Вечера здесь, в Оритии, были не такими холодными, как в горах или даже в районе озера Диутурн. Поэтому хотя я и помнил об одеяле, найденном в ранце мертвеца, но не испытывал в нем потребности. Возня с костром согрела меня, съеденная пища укрепила, и некоторое время я шагал в сумерках взад-вперед, размахивая саблей, ибо такие воинственные жесты соответствовали моему настроению. Но я все время старался, чтобы костер находился между мной и мертвым солдатом.

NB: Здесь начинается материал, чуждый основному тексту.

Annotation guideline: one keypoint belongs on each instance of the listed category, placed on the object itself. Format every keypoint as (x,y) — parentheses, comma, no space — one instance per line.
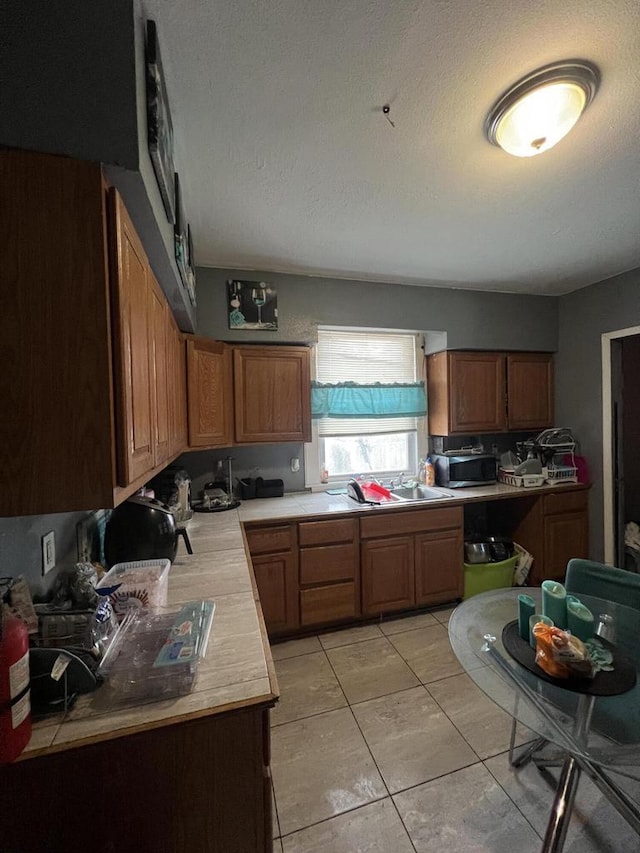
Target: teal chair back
(619,716)
(590,578)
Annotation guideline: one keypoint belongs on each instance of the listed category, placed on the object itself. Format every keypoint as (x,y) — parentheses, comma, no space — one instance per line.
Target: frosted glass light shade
(539,111)
(539,120)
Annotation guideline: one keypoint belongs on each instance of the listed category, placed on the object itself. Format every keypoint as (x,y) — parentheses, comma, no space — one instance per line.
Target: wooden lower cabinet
(438,575)
(331,603)
(554,527)
(566,535)
(329,571)
(277,580)
(274,556)
(418,562)
(387,575)
(201,785)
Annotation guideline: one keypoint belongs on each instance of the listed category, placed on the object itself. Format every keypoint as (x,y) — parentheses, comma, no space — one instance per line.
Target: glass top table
(598,735)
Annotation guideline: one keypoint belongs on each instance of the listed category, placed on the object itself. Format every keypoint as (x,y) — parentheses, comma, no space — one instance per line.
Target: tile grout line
(493,776)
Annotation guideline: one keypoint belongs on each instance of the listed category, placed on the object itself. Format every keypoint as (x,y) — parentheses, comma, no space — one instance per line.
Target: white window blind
(365,358)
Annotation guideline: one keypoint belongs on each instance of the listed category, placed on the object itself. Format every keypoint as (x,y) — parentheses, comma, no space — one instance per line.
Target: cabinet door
(160,360)
(209,393)
(133,349)
(477,392)
(387,575)
(566,535)
(277,580)
(272,394)
(530,390)
(439,567)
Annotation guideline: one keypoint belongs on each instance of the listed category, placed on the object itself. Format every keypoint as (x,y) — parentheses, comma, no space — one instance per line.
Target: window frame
(313,450)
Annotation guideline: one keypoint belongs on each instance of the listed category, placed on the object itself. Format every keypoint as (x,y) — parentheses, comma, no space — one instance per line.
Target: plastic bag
(560,654)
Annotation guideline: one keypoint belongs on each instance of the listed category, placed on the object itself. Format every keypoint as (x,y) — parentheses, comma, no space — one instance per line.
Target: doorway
(621,443)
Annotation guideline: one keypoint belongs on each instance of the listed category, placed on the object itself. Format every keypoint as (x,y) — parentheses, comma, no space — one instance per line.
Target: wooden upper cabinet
(133,348)
(209,393)
(530,390)
(272,394)
(485,392)
(466,392)
(83,329)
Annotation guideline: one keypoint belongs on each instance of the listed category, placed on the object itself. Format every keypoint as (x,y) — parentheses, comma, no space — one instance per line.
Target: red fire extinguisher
(15,707)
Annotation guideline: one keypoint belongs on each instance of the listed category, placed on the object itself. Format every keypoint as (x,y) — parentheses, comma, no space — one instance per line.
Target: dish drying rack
(556,448)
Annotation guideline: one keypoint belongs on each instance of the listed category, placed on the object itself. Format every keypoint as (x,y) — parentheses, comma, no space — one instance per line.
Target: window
(362,381)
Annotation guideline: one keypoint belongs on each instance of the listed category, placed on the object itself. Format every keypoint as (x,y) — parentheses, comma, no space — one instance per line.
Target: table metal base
(573,760)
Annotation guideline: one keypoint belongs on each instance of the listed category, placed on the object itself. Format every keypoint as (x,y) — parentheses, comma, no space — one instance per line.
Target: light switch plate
(48,552)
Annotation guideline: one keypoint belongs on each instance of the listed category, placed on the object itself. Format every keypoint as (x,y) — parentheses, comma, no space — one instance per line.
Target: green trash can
(481,577)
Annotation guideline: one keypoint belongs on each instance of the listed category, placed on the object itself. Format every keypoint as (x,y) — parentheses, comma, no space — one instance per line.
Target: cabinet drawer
(265,540)
(416,521)
(565,502)
(327,532)
(328,603)
(328,563)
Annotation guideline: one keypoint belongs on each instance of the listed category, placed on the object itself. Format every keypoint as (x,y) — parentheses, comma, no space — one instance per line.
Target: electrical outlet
(48,552)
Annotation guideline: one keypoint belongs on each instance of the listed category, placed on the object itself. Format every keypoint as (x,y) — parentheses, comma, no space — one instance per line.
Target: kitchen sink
(417,494)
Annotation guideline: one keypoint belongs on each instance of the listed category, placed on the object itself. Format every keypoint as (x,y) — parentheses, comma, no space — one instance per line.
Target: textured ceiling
(288,164)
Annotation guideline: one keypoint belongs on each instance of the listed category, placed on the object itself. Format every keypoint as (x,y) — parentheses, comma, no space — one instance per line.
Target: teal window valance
(351,400)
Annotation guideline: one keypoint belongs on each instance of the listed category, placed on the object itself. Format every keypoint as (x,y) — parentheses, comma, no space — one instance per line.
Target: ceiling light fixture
(540,109)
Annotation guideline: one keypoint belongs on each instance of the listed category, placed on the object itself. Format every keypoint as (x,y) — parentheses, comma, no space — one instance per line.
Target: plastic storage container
(139,584)
(155,654)
(482,577)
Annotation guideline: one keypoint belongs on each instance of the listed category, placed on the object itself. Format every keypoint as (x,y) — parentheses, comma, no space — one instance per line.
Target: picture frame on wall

Воспоминания, как я уже упоминал в этой хронике, всегда проходили предо мной так отчетливо, что казались галлюцинациями. В тот вечер я почувствовал, что могу раствориться в них и погибнуть, ибо моя жизнь может превратиться из линии в кольцо, и на этот раз я не мог не поддаться этому сладостному искушению. Все, что я до сих пор описывал, окружило меня со всех сторон, столпилось плотной стеной, умножившись тысячекратно. Я увидел лицо Эаты, его руку, покрытую веснушками, когда он пытался проскользнуть сквозь прутья решетки на воротах некрополя; увидел шторм, бушевавший среди башен Цитадели, яркие вспышки молний; ощутил на лице дождь, холодный и освежающий, как утренняя чашка чаю в нашей трапезной. Голос Доркас прошептал мне:
«Сидя у окна… подносы и жезл. Как ты намерен поступить: позвать эриний и уничтожить меня?»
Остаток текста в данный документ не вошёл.